While our creators helped take back the narrative about birth control on social media, Trilogy ran highly targeted texting campaigns in state legislative districts to protect the right to birth control in law. In Nevada, we drove thousands of constituents to send letters to their representatives in support of the Right to Contraception Act. Both Republican lawmakers we targeted joined Democrats in voting yes, sending the bipartisan bill to Governor Lombardo’s desk. We executed a similar strategy to build support for Virginia’s Right to Contraception Act. In both Nevada and Virginia, when the Republican governors vetoed these bipartisan bills, they were met with public outrage.
By early 2024, others in the reproductive rights space were seeing the effectiveness of our messaging. We organized coalitions and online joint actions to advocate for the national Right to Contraception Act, a bill to enshrine the right to birth control in federal law. Supporters sent more than 25,000 letters to congressional representatives through our joint action. Republican lawmakers defeated the bill, but we forced them to go on the record, revealing how out of step they were with the 90% of Americans who support birth control rights.
From #DitchThePill to “Pass This Bill”
Before Trilogy stepped in, misinformation about IUDs and the pill dominated conversations about birth control online. If a young woman searched for information about birth control on TikTok, most of the results included the hashtag #DitchThePill. Now, thanks to our social search-optimized program, when target demographics search for “birth control,” “contraception,” “fertility,” “IVF,” and similar terms, factual content from our campaign appears in the results.

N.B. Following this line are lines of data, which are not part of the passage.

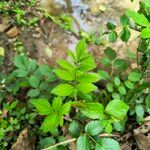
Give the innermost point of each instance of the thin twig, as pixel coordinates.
(109, 135)
(61, 143)
(74, 139)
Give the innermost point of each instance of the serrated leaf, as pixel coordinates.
(33, 93)
(103, 74)
(20, 73)
(83, 143)
(93, 110)
(94, 128)
(21, 62)
(129, 84)
(46, 142)
(117, 108)
(145, 33)
(109, 87)
(45, 70)
(65, 64)
(117, 81)
(80, 49)
(108, 128)
(124, 20)
(125, 34)
(110, 53)
(32, 65)
(134, 76)
(74, 129)
(88, 77)
(64, 110)
(34, 81)
(115, 95)
(111, 26)
(64, 74)
(120, 64)
(87, 64)
(72, 55)
(122, 90)
(105, 61)
(42, 106)
(50, 123)
(86, 87)
(107, 144)
(63, 90)
(112, 36)
(138, 18)
(139, 111)
(57, 103)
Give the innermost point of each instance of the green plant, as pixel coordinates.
(29, 74)
(78, 85)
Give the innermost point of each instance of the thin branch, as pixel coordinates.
(109, 135)
(61, 143)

Our work put a spotlight on birth control rights as a political issue, too. In 2022, when 195 House Republicans voted against the Right to Contraception Act, virtually no one talked about it. By 2024, our creator campaigns, paid ads, joint actions, and texting campaigns had raised awareness that birth control really was under threat. It became a major issue in 2024 political campaigns, especially after Republicans blocked the Right to Contraception Act in the Senate.Birth control rights are still not protected in federal law. But thanks to our work, awareness of the issue has never been higher. If elected officials keep attacking our right to basic birth control, Americans are ready to hold them accountable.